I encountered a question in my exam: $$ x(t) = \sqrt{(b^2)+((ct)^2)}
 $$ The equation of motion of a particle in the ground frame of
  reference is given by the above equation. Calculate the expression for
  proper time. (This question is taken by Griffiths, Electrodynamics
  book).

I have two doubts about this question:
Does it make sense to define proper time for an accelerating object?
Assuming that the answer for Q1 is yes, then is it calculated by transforming coordinates into a new reference frame moving with velocity v for every small time dt? i.e., for every small change in dt there is a change in velocity of the particle as seen from ground frame. So, do I have to change my frame for every dt time, and sum up the dT?
dT - infinitesimal proper time.
 A: In special relativity, you have to choose as frame of reference which is an inertial frame. In this inertial frame, you may consider the movement of any object, whatever this movement is (accelerated or not).
Let the coordinates of the moving object, relatively to an inertial frame $F$, be $x$ and $t$. We can consider an other initial frame $F'$, which coordinates of the moving object, relatively to $F'$, are $x'$ and $t'$
The heart of special relativity is that exists an invariant which is $c^2 dt^2 - \vec dx^2 = ds^2$. This means that :
$c^2 dt^2 - \vec {dx}^2 =ds^2= ds'^2 = c^2 dt'^2 - \vec {dx'}^2$. All inertial frames, when looking at the moving object, agree on the same value $ds^2$ 
Now, at some instant $t_0$, you may always consider a inertial frame $F'(t_0)$ which has, at this instant, the same speed as the moving object, relatively to $F$. Of course, you will have a different inertial frame $F'(t)$ for each instant. However, the key point is, that the instantaneous speed of the moving object relatively to $F'(t)$ is zero, that is, you have $dx' =0$, so you may write : $ds^2 = c^2 dt^2 - \vec {dx}^2 = ds'(t)^2=c^2dt'^2$
The time $t'$ defined in this manner is called the proper time of the moving object, and is noted $\tau$ ($c^2 dt^2 - \vec {dx}^2 = c^2d\tau^2$). It represents the time elapsed for a clock moving with the moving object.

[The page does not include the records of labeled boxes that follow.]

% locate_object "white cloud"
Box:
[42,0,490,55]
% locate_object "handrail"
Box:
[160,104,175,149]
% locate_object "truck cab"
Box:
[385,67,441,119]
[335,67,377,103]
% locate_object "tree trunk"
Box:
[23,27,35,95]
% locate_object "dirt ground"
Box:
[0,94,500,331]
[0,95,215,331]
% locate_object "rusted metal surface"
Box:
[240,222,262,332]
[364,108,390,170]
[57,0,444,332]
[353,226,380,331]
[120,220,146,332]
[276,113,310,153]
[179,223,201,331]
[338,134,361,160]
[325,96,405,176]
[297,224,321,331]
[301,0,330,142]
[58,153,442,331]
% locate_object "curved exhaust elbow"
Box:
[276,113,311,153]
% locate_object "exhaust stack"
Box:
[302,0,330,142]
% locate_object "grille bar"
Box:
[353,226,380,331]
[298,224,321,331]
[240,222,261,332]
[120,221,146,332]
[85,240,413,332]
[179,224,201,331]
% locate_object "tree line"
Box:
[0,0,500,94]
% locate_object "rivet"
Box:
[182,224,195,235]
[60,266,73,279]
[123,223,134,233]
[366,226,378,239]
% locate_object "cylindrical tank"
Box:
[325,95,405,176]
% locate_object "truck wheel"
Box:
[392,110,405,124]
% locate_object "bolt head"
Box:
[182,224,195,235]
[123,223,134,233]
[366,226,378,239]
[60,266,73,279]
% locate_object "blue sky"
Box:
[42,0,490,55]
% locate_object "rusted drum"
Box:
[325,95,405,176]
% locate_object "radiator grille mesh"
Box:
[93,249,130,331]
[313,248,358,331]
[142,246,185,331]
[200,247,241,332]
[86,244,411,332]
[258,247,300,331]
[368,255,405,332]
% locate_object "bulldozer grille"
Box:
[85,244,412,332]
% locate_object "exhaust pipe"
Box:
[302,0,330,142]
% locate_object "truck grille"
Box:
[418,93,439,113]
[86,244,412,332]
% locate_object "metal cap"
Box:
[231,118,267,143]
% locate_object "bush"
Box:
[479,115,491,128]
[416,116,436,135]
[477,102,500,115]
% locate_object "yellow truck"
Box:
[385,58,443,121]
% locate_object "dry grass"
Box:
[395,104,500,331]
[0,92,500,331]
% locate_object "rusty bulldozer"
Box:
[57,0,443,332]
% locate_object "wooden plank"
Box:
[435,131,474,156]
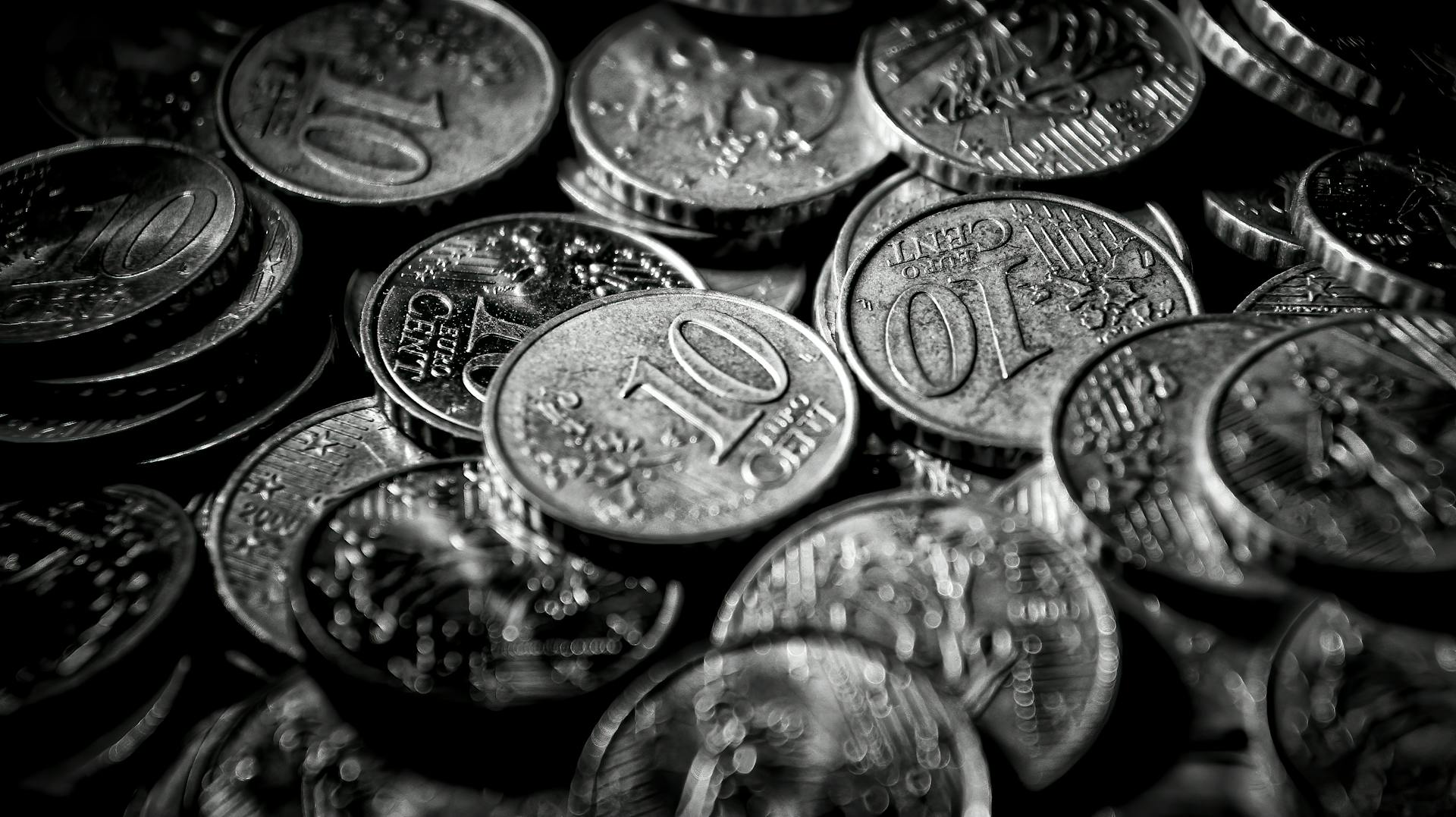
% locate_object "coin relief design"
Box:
[837,192,1200,456]
[859,0,1203,190]
[483,290,858,545]
[714,491,1119,788]
[218,0,560,206]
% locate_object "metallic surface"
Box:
[570,636,992,817]
[712,491,1119,788]
[859,0,1203,190]
[837,192,1200,466]
[566,6,885,231]
[218,0,560,207]
[361,212,706,447]
[482,290,859,552]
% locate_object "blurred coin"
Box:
[0,140,247,367]
[859,0,1203,190]
[1233,261,1382,322]
[571,636,990,817]
[206,398,428,660]
[714,491,1119,788]
[218,0,560,207]
[362,212,706,453]
[1195,312,1456,572]
[837,192,1200,467]
[1268,599,1456,817]
[1046,315,1283,594]
[1178,0,1383,141]
[566,6,885,233]
[482,290,859,565]
[1291,147,1456,309]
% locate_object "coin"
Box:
[1268,599,1456,817]
[1233,261,1382,322]
[859,0,1203,190]
[1203,179,1304,269]
[0,140,247,360]
[218,0,560,207]
[1291,147,1456,309]
[836,192,1200,467]
[36,187,303,398]
[362,212,706,451]
[570,636,990,817]
[1195,312,1456,572]
[482,290,859,553]
[1178,0,1383,141]
[1046,315,1282,594]
[712,491,1119,788]
[566,6,885,233]
[204,398,428,660]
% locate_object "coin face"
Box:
[206,399,429,660]
[566,6,885,231]
[1046,316,1282,591]
[1198,312,1456,571]
[1268,599,1456,817]
[859,0,1203,190]
[714,491,1119,788]
[0,485,196,717]
[837,192,1200,456]
[218,0,560,206]
[571,636,990,817]
[483,290,859,545]
[0,140,247,349]
[1294,147,1456,307]
[1233,261,1382,317]
[362,212,706,441]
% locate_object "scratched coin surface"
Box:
[1046,316,1283,592]
[206,399,429,660]
[1266,599,1456,817]
[712,491,1119,788]
[859,0,1204,190]
[570,636,992,817]
[836,192,1200,464]
[483,290,859,547]
[1293,147,1456,309]
[218,0,560,206]
[362,212,706,447]
[0,140,247,353]
[566,6,885,231]
[290,459,682,711]
[1195,312,1456,571]
[0,485,196,719]
[1233,261,1382,322]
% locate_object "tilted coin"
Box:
[1046,315,1282,592]
[206,399,429,660]
[1233,261,1383,322]
[1268,599,1456,817]
[836,192,1200,467]
[570,636,992,817]
[859,0,1203,190]
[218,0,560,207]
[1203,181,1304,269]
[714,491,1119,788]
[0,140,247,366]
[38,187,303,396]
[566,6,885,231]
[1195,312,1456,571]
[1178,0,1383,141]
[482,290,859,564]
[361,212,706,451]
[1291,147,1456,309]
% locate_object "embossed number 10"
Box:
[622,309,789,464]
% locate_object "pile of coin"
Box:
[0,0,1456,817]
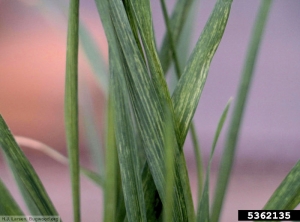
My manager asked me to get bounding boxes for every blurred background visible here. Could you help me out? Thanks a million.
[0,0,300,222]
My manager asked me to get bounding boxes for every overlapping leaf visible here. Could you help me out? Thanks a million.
[110,1,195,221]
[0,115,58,215]
[159,0,195,73]
[172,0,232,146]
[211,0,272,222]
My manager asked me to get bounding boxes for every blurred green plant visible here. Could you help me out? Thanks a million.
[0,0,300,222]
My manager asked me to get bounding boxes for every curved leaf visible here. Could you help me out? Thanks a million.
[172,0,232,146]
[211,0,272,222]
[0,115,58,215]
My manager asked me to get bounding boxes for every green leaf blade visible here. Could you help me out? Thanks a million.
[211,0,272,222]
[172,0,232,149]
[0,179,24,216]
[111,56,147,221]
[110,1,193,221]
[197,98,232,222]
[0,115,58,215]
[65,0,80,222]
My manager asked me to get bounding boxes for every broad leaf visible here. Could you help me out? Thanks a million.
[110,1,195,221]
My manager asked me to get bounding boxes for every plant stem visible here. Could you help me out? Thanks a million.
[160,0,203,200]
[65,0,80,222]
[211,0,272,222]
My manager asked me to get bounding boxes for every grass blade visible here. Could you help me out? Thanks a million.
[111,50,147,221]
[79,81,105,175]
[172,0,232,149]
[130,0,172,107]
[211,0,272,222]
[197,98,231,222]
[0,179,24,216]
[110,1,193,221]
[263,161,300,210]
[160,0,203,202]
[103,90,118,222]
[163,109,176,222]
[15,136,104,187]
[65,0,80,222]
[0,115,58,215]
[159,0,195,73]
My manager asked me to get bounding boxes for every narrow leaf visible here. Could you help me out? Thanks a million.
[197,98,232,222]
[0,115,58,215]
[160,0,203,203]
[110,1,193,221]
[263,161,300,210]
[163,109,176,222]
[211,0,272,222]
[15,136,103,187]
[65,0,80,222]
[159,0,195,73]
[103,90,118,222]
[172,0,232,149]
[111,46,147,221]
[0,179,24,216]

With your problem, note that if  you take the parametrization : 
$$\left\{ \begin{array}{l l}
    ct= b ~sh  (\frac{c \tau}{b}) \tag{1}\\
    x= b  ~ch  (\frac{c \tau}{b}) 
  \end{array}\right.$$
you will find, with a little algebra, that, first, $x(t) = \sqrt{(b^2)+((ct)^2)}$, and secondly, that  $c^2 dt^2 - \vec {dx}^2 = c^2d\tau^2$ (We suppose here $dy=dz=0$).

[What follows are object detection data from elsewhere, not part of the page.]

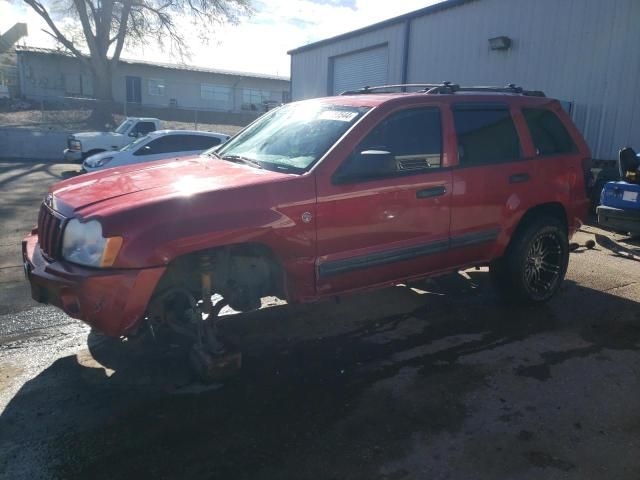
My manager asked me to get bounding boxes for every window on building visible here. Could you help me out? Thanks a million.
[522,108,577,155]
[62,73,93,97]
[131,122,156,137]
[339,108,442,178]
[149,78,164,97]
[242,88,271,112]
[200,83,233,110]
[453,103,520,166]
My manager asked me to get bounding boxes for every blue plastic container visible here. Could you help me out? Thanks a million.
[600,182,640,210]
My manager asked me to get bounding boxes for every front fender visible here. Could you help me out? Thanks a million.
[109,176,316,302]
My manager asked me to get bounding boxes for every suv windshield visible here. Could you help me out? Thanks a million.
[115,120,133,133]
[209,102,369,173]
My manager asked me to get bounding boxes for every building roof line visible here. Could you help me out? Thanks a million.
[16,46,289,82]
[287,0,477,55]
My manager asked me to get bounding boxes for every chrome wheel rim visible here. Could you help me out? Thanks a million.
[524,233,562,297]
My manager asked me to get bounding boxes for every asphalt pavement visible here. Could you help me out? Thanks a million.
[0,163,640,480]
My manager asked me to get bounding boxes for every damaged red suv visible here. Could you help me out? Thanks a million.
[22,83,590,342]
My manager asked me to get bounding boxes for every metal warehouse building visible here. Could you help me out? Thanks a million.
[289,0,640,159]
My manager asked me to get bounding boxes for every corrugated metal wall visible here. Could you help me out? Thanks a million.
[292,0,640,159]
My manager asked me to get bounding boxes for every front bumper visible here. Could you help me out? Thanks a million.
[596,205,640,234]
[22,231,165,336]
[64,148,82,162]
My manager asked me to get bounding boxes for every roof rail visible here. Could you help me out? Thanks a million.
[340,82,545,97]
[340,83,441,95]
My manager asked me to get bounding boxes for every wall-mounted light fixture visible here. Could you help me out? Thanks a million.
[489,36,511,50]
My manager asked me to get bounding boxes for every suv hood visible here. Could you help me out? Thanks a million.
[51,156,290,217]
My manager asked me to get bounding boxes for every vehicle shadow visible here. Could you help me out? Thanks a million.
[0,271,640,479]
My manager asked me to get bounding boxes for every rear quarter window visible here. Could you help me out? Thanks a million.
[522,108,578,155]
[453,103,521,167]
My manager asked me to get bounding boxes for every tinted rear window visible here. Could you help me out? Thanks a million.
[453,104,520,166]
[522,108,578,155]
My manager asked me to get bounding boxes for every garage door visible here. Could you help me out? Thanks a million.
[333,46,389,95]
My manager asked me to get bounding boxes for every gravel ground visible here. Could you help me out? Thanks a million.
[0,159,640,480]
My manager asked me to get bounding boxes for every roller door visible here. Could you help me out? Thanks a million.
[332,46,389,95]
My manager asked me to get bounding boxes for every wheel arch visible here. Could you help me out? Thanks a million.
[151,242,288,298]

So, $\tau$ is the proper time, that you are looking for, and you may find a expression of $\tau$ relatively to $t$, by inversing the first equation of the parametrization $(1)$ : 
$$ \tau = \frac{b}{c}~Argsh  (\frac{c t}{b}) \tag{2}$$
A: The proper time is well defined in SR, SR + acceleration and indeed GR, and is invarient in all three. In this case the invarience of the proper time means you can just use the elapsed time for the observer at rest.
The equation you've been given is a thinly disguised version of the relativistic rocket equation:
$$ d(t) = \frac{c^2}{a} \left(\sqrt{1 + \left(\frac{at}{c}\right)^2} - 1 \right) $$
($c$ is the speed of light here - it isn't clear if $c$ means the speed of light or just a constant in the equation you've been given). The derivation of the equation for the relativistic rocket is given in Gravitation by Misner, Thorne and Wheeler, chapter 6.
A: Proper time is defined for an arbitrary time-like trajectory $x^\mu(t)$ and an arbitrary spacetime metric $g_{\mu\nu}(x)$ by the formula $$\tau=\int\sqrt{g_{\mu\nu}(x)\dot{x}^\mu\dot{x}^\nu} dt.$$ I would recommend to compare this with the general formula for the length of a curved path to get a feeling that this is something invariant, and does not depend on the choice of coordinates if the metric is computed correctly in the new coordinates.